In her post on the issues raised by Bishop Trautman regarding the new translation of the Roman Missal, particularly the pro multis component, Amy gave us this little nugget:
After we attended the Byzantine liturgy at Christmas down in Knoxville, Michael observed that one of the fruits of a liturgy like that (and remember, it was in English), with its chant, movement, constant back-and-forth between congregation and priest/deacon, incense, iconostasis, etc., was that it rouses curiosity. It prompts you to ask questions, it inspires you to think and to seek because it is not all laid out like a pancake on your plate. Face it. God is Mystery. Who is God? How can God be, what is the power of this Love and Mercy? Is it possible that in this mess of world, redemption awaits me, you, all of us, invites us, entices us? It is not about willful obtuseness. It is about, at some level, imaging the reality of God’s Presence, even as we acknoweldge the reality of that Presence. That is what sign and symbol is all about. By flattening the symbols, by making all very ordinary, we communicate that God is ordinary, that there’s nothing much to this religious business, nothing much at all.

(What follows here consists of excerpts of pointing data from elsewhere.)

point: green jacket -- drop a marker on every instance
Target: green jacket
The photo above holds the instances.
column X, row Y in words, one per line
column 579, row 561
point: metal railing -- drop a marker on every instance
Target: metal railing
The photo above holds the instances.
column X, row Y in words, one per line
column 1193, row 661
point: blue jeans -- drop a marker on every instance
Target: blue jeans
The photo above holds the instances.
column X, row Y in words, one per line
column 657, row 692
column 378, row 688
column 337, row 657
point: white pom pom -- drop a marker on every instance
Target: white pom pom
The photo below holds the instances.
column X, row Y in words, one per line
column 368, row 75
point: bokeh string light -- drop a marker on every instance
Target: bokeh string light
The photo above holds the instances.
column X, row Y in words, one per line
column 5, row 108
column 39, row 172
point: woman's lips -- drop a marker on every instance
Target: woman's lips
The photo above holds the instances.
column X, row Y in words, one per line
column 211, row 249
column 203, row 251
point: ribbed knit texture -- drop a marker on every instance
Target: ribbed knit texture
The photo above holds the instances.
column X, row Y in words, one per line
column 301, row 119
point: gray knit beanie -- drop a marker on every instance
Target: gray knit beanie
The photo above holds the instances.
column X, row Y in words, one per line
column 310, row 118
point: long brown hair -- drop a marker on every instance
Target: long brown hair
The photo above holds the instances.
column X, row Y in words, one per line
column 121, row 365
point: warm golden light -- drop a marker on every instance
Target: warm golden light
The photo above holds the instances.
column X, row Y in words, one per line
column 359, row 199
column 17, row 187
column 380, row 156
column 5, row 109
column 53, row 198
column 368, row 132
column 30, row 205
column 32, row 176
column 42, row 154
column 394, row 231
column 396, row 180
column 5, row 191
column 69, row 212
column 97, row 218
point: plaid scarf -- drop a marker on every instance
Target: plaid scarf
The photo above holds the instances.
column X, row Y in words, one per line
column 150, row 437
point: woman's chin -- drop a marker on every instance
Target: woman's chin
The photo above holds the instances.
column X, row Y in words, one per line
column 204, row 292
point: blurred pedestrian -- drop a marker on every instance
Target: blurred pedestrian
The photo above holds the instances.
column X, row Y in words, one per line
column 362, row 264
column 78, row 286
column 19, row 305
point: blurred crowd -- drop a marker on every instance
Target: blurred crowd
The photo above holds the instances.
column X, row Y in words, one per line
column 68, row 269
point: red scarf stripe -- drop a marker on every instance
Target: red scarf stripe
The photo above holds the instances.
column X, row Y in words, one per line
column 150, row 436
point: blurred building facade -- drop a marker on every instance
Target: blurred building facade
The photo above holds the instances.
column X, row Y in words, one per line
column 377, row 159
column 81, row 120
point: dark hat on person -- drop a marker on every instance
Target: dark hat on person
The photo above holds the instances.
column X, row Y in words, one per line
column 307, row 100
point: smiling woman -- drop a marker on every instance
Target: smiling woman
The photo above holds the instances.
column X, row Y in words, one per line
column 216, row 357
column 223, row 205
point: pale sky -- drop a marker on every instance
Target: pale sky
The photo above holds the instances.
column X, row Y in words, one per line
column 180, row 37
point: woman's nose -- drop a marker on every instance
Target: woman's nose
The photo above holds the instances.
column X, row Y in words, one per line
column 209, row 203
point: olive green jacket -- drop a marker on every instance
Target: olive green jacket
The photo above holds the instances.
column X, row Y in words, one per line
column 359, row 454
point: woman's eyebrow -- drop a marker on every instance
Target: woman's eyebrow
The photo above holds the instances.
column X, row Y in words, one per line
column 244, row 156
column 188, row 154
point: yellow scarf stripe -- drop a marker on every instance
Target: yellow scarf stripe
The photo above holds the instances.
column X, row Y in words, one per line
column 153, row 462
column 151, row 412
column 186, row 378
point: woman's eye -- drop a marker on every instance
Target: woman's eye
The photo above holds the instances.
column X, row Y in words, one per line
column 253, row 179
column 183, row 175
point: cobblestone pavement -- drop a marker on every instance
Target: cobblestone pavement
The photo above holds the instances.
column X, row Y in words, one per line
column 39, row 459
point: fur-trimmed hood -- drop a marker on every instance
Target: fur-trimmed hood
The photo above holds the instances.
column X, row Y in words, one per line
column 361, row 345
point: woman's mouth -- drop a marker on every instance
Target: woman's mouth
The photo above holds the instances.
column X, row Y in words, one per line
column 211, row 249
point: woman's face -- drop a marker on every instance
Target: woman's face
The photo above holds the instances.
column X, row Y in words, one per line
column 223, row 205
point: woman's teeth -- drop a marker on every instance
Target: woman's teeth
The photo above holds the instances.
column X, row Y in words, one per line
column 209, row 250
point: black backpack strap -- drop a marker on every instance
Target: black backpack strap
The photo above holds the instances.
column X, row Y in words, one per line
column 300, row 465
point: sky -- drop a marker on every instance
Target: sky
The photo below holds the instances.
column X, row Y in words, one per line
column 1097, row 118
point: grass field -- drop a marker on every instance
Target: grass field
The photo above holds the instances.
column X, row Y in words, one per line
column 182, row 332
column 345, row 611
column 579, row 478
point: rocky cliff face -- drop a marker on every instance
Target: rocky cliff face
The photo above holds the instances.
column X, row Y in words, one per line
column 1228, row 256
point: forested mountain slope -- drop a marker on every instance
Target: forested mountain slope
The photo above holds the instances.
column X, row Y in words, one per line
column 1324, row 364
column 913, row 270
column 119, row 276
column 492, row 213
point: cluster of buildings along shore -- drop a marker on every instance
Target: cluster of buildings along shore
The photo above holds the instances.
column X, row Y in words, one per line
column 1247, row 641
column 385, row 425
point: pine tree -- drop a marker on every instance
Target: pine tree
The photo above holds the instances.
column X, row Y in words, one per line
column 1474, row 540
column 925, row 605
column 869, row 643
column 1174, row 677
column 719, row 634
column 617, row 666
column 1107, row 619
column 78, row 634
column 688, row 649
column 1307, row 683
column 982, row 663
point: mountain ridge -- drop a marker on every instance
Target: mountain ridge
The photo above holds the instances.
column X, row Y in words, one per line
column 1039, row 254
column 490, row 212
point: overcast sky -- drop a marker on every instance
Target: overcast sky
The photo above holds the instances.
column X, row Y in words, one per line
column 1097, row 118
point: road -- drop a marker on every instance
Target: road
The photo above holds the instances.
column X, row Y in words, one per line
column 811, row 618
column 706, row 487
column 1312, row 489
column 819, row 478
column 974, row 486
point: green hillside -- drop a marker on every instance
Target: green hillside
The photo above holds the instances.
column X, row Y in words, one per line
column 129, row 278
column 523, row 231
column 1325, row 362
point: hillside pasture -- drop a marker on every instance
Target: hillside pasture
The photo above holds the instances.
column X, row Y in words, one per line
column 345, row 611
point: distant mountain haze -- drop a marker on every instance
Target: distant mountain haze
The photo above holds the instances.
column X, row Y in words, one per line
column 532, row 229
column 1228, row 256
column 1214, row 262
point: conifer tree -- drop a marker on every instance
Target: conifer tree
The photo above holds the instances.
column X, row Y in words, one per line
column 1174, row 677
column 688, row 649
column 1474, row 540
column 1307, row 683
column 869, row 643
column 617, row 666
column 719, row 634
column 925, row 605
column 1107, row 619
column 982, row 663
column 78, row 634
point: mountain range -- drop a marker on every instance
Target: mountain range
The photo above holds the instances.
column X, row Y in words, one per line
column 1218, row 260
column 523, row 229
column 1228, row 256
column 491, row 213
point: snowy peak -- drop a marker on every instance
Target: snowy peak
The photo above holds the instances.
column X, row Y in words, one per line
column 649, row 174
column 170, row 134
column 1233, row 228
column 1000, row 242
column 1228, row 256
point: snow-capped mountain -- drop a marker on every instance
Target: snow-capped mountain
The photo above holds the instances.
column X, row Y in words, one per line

Christian faith is this amazing, heady mix of paradoxes and contradictions. The gospel is grasped by the simple, by children. God is here, right here among us. But that God is …well…God, One mysterious and immanent all at the same time. Pastorally concerned liturgy seems to end up in this odd place in which, because the symbols and rituals are stripped, made ordinary and endlessly explained, we understand far less than we did before.
Now, neither of us is about to suggest that those who care about good liturgy flee the Latin rite for the nearest Byzantine rite church, but the rest of the point remains. Mystery. In recent years (and even not-so-recent years) it has been the butt of many concerns and even quite a few jokes. You know, how the nun at school would explain anything she didn’t know as “it’s a mystery”. But we needn’t descend to that level. Does it not say something of the current state of the liturgy that the “preferred” response to the Mysterium Fidei is one that in fact is invented and not a translation of any approved Latin response?
But back to mystery. In times past people complained that it was not “mystery” but “obfuscation” that was the goal of the clerics, with their back to the people, their whispered prayers et cetera. One need only look at the lived experience (to use a term so popular with those interested in changing what they feel like changing) of those who have experienced both forms to see the effect of an honest participation in both. It’s an experience of the “other”, sometimes uncomfortable, sometimes uplifting, but always of “other”, not of “same”. If liturgy deprives us of the experience of “other” for the comfort of conversation just like we have anywhere else, it has deprived us of that one chance we have to bring us out of where we are today to where God would have us be.